Finalmente, temos que pensar, seriamente, no controle de qualidade da magistratura e dos serviços da Justiça. Isto importaria, em primeiro lugar, a criação de Escolas da Magistratura. O candidato, a juiz, tal como ocorre na França, na Espanha e em Portugal, prestaria concurso para a Escola. Ali, após dois anos, com aulas teóricas e práticas, estágios junto a tribunais e a órgãos públicos, se concluísse com aproveitamento o curso, seria declarado juiz.

Numa outra perspectiva, o controle de qualidade seria exercido pelo Conselho Nacional da Magistratura, presidido pelo Presidente do Supremo Tribunal e integrado por ministros dos Tribunais Superiores, por desembargadores dos Tribunais de Justiça, por representantes dos Regionais Federais e do Trabalho – um de cada – por juízes de 1º grau e por dois advogados indicados em lista tríplice pelo Conselho Federal da OAB e nomeados pelo Presidente do Supremo Tribunal. O Procurador-Geral da República oficiaria, como fiscal da lei, junto ao Conselho. O órgão executivo deste seria o Corregedor-Geral, com poderes de investigação em qualquer órgão do Judiciário, da União ou dos Estados-membros. O Conselho teria, dentre outras competências, a de expedir normas a respeito da remuneração de magistrados e servidores e, no que toca ao Judiciário da União, elaborar e executar o orçamento. O Conselho Nacional da Magistratura teria semelhança com o Centro Judicial do Judiciário federal norte-americano, que se incumbe da administração da Justiça naquele país.

Meus Senhores. Não apresento soluções prontas. Ponho em mesa, para debate, as idéias ora expostas. Tal como proclamou o Ministro Sepúlveda Pertence, no discurso de sua posse nesta cátedra, é preciso repensar a Justiça. Todavia, repito as palavras de S.Exa., “só há um ponto fora da discussão possível para nós: o da independência do Poder Judiciário, da qual emergem, afora a liberdade de julgar, os atributos fundamentais do seu auto-governo, que visam a assegurá-la concretamente e só se podem sujeitar aos limites ditados pelos freios e contrapesos do regime constitucional intocável da separação dos poderes“.

É hora de encerrar este discurso que foi bem mais longo do que esperava.

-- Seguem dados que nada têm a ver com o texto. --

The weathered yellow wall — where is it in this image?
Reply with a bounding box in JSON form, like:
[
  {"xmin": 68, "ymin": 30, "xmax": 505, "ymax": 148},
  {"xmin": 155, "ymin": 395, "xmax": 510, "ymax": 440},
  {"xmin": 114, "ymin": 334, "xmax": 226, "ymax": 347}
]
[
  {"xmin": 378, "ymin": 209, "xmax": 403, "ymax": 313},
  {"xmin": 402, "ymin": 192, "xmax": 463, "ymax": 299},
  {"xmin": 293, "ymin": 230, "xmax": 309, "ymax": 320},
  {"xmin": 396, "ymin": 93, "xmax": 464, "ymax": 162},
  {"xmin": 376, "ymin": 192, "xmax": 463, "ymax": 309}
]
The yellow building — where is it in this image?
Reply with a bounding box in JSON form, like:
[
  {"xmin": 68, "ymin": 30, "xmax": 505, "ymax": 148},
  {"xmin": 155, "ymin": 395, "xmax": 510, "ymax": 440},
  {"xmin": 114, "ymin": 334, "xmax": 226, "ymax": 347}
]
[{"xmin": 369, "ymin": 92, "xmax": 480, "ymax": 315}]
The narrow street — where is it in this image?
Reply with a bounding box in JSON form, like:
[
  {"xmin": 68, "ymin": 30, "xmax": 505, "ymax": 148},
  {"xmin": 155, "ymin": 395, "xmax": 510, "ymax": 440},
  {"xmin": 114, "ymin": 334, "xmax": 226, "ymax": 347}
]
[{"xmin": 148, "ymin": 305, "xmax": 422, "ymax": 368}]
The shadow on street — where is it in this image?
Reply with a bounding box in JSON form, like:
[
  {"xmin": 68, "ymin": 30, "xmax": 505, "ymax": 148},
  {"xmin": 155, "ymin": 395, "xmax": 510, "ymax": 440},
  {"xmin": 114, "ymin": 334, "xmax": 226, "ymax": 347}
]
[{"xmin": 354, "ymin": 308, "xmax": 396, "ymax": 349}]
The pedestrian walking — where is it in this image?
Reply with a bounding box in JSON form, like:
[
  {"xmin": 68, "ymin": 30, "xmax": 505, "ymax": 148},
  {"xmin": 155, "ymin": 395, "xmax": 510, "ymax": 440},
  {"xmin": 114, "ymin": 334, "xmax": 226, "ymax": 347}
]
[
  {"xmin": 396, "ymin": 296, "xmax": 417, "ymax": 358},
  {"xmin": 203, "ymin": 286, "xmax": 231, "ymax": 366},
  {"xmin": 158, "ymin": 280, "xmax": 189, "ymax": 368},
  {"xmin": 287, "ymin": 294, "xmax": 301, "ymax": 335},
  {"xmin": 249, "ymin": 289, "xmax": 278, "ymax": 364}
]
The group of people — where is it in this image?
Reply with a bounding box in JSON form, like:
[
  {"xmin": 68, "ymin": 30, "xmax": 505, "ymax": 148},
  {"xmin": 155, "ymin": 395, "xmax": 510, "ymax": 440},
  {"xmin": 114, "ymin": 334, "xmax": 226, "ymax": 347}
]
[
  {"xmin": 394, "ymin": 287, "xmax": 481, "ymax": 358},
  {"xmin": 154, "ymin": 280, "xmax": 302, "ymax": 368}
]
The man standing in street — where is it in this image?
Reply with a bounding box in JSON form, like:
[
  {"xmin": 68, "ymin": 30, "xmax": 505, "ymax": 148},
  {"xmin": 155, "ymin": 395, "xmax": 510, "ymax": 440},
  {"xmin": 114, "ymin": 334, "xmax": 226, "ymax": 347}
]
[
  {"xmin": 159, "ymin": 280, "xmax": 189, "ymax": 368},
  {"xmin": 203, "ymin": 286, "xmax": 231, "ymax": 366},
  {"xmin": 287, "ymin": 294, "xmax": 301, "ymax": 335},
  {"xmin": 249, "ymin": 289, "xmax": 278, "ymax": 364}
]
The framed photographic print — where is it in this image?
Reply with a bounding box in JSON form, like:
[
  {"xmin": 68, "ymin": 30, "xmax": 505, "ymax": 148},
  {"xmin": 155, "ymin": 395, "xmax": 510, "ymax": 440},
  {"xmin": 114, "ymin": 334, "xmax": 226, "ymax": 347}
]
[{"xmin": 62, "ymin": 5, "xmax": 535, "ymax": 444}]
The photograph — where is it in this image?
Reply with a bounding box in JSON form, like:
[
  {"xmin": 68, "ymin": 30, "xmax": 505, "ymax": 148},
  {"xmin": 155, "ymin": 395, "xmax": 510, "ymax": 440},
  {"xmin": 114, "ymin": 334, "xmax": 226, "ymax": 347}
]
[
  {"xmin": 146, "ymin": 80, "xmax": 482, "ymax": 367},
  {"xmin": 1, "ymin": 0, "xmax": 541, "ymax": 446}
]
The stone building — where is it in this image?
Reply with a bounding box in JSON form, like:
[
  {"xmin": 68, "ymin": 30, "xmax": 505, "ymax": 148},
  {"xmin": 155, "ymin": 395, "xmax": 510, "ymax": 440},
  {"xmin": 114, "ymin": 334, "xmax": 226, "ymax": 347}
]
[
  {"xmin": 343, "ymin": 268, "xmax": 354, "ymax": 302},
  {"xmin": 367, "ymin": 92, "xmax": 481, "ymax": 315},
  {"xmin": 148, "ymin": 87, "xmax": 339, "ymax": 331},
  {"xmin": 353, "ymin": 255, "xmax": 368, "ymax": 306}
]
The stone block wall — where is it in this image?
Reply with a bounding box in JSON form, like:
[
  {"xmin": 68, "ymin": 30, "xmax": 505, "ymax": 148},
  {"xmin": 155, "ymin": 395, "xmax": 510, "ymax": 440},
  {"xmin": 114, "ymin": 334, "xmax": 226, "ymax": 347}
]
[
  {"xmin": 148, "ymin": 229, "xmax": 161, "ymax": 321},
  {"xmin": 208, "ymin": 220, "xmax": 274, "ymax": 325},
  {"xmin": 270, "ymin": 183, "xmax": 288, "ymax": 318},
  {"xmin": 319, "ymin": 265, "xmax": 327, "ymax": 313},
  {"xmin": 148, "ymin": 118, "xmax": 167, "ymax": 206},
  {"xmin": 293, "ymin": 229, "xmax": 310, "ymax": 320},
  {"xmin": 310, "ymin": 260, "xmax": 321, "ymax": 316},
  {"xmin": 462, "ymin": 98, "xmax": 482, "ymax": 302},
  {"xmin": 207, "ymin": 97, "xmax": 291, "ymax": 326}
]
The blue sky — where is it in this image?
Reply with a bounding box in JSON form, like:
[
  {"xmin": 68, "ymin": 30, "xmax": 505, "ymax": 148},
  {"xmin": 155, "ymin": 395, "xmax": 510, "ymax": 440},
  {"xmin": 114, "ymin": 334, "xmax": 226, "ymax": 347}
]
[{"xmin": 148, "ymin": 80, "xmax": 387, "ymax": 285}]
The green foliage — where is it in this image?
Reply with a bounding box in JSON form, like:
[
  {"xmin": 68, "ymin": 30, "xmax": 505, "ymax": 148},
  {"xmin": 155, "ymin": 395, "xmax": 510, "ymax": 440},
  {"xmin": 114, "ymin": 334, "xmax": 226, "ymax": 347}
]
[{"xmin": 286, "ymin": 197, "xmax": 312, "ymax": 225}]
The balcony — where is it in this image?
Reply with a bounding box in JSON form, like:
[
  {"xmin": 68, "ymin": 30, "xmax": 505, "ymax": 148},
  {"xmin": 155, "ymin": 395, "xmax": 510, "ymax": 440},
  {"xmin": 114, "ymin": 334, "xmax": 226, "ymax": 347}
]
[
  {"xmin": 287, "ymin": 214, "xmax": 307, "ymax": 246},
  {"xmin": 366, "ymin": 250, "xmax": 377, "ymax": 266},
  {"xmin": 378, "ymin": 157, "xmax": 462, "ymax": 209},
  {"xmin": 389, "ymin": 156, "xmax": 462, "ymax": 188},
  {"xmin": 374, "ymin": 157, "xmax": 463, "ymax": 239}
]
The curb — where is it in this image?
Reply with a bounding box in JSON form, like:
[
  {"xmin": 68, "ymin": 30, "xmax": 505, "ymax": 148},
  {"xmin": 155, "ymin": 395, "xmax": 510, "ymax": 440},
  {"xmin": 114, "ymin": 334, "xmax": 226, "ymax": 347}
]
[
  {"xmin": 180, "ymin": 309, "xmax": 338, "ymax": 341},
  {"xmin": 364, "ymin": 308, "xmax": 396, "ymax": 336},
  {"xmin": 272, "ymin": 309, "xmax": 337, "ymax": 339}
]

Agradecemos, o Ministro Marco Aurélio e eu, as belas palavras com que nos honraram e sensibilizaram o eminente Ministro Octavio Gallotti, de estirpe notável, a quem aprendi a admirar no convívio diário, o douto Procurador-Geral da República, Professor Geraldo Brindeiro, constitucionalista de escol, e o ilustre e caríssimo Presidente do Conselho Federal da OAB, Dr. Reginaldo Oscar de Castro, autêntico representante desses homens altivos, que são os advogados, que dão vida ao direito e que são os juízes dos juízes.

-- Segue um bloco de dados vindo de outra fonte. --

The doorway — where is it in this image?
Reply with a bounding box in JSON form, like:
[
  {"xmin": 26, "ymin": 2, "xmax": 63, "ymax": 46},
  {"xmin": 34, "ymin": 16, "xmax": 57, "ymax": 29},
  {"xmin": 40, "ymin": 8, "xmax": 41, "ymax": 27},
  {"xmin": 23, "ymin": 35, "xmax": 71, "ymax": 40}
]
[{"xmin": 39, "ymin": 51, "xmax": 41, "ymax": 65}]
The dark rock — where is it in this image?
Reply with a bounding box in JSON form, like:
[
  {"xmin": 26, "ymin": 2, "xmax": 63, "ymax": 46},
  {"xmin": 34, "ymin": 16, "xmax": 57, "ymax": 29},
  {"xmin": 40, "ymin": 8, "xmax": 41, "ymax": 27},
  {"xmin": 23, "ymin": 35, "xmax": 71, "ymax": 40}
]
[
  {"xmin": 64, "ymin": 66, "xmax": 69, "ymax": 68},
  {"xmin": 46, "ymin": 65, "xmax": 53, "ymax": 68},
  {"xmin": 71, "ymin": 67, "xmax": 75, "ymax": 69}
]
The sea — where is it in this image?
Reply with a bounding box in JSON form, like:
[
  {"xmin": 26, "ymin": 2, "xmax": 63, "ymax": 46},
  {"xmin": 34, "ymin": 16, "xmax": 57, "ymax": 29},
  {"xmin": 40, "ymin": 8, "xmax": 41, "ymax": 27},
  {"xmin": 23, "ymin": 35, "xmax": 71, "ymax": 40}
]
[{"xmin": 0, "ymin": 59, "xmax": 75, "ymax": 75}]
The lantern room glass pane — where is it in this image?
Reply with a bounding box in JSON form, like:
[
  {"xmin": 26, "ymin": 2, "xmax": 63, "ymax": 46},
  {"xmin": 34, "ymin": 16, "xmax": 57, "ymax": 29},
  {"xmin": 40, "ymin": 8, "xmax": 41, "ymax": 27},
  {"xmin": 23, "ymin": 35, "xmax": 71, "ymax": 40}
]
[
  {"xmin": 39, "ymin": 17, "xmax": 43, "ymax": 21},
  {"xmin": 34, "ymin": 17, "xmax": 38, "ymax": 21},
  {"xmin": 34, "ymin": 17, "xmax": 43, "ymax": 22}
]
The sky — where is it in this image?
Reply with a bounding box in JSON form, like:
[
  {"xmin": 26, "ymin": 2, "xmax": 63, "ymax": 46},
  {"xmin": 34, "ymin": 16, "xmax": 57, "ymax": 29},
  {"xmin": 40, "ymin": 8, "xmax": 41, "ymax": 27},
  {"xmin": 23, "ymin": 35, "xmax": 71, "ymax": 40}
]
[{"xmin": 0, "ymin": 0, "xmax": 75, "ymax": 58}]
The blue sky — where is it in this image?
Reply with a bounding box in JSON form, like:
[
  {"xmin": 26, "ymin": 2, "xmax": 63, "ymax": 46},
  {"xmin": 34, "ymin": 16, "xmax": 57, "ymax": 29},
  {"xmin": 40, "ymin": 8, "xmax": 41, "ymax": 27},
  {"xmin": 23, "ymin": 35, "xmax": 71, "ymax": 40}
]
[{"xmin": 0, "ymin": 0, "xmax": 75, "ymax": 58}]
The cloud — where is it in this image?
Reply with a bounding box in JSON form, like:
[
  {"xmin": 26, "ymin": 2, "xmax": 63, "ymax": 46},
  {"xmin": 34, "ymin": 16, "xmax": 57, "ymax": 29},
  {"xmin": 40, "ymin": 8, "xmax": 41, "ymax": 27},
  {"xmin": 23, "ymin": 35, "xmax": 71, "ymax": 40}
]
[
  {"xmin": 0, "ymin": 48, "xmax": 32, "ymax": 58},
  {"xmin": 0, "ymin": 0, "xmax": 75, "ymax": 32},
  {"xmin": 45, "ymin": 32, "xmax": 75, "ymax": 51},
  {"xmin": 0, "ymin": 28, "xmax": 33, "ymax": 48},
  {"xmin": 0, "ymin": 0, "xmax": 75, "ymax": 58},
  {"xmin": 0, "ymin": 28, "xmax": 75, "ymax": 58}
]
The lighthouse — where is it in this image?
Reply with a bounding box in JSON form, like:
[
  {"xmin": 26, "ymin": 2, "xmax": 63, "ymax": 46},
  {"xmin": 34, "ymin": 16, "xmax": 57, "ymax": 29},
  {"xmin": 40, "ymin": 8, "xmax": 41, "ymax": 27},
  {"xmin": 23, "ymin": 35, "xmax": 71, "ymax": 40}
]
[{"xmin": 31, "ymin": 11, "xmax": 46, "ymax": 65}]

Permitam-me, Senhores, ao fim e ao cabo, evoque eu a memória de meu pai, o Juiz Achilles Teixeira Velloso, cujo exemplo me fez juiz. Que eu fale, agradecido, de sua grande companheira, minha mãe, Maria Olga da Silva Velloso. E que deixe público, também, o meu agradecimento e o meu grande amor à minha mulher, Maria Ângela Penna Velloso, aos meus filhos, aos meus genros e noras, e aos meus netos, meus últimos amores.

E que, num devaneio, eu me transporte ao meu Estado-natal, a minha Minas, a minha Minas libertária, que Tancredo proclamou que o seu segundo nome é a liberdade, onde nasci e me fiz, e em cujas montanhas misteriosas e em cuja gente, que, segundo Guimarães Rosa, “traz mais individualidade que personalidade” e que “acha que o importante é ser, e não parecer, não aceitando cavaleiro por argueiro nem cobrindo os fatos com aparatos”, e que “sabe que agitar-se não é agir“, vou buscar inspiração e ajuda nos momentos de dificuldade.

Reiteramos a nossa profissão de fé no Judiciário brasileiro e a nossa firme determinação de fazer, junto com a comunidade jurídica nacional, com que esse Judiciário seja cada vez mais forte, mais independente, mais respeitado.”